Today, the magazine revealed the most recent of its ratings and, as last time, Apple lost the first place for its current archrival in the world of mobile devices: the Samsung. To say that Ma simply "lost first place", however, is a mere euphemism, because the truth is that Cupertino's first smartphone on the list is in a dishonorable fifth place.
The latest ranking of CR was dominated, as expected, by Samsung's new eye-girls. O Galaxy S8 + won first place followed by his younger brother, the Galaxy S8 ?Common?, the publication praised the design almost devoid of edges of the devices, as well as the impressive curved screen and the performance of the camera that, according to them, should not at all and even surpasses the dual system of the iPhone 7 Plus (even with only one lens). Of course, the devices have not escaped criticism either, directed mainly at the positioning of the fingerprint reader and the ease of circumventing facial recognition.
O Top 5 completed by Galaxy S7 Edge, fur LG G6 and at iPhone 7 Plus, respectively, because the smaller iPhone 7 didn't even appear on the list to say ?Hi, remember me??.
That said, some things need to be taken into account. Obviously the ranking is comparing recent devices with a device almost a year old, the Galaxy S8 was announced in March, while the iPhones 7/7 Plus are from September last year, but it is good to remember that the Galaxy S7 Edge, which even more older than the most recent iPhone, surpasses the Cupertino device in the ranking; that is, no, we are not simply talking about a question of the "old" versus the "new".
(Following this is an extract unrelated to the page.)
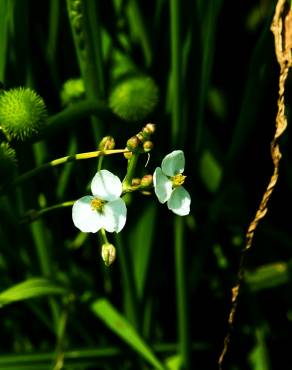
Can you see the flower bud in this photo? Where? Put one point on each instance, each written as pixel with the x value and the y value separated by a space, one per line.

And more: personally, I still haven't had the opportunity to be alone with the Galaxy S8 in a room, but from my brief ?tests? with the device in stores and borrowed from friends, you can see that Samsung has really done an impressive job, both both hardware and software.
My point: if Apple really wants to regain its position of primacy in the smartphone market, it will have to do more, much more than the bean-and-rice it has done recently when it comes to updating iPhones. The rumors of the "iPhone X" / "iPhone 8" are to prove that all is not lost, but even with it, I can't help feeling that Ma is running to simply take the time out of the years she was in, say, accommodated, instead of actually bringing something new as it has so often done over the past decade.
Of course, these are just my assumptions based on what we've seen so far. We will wait for the next few months and see what the future holds in store for us.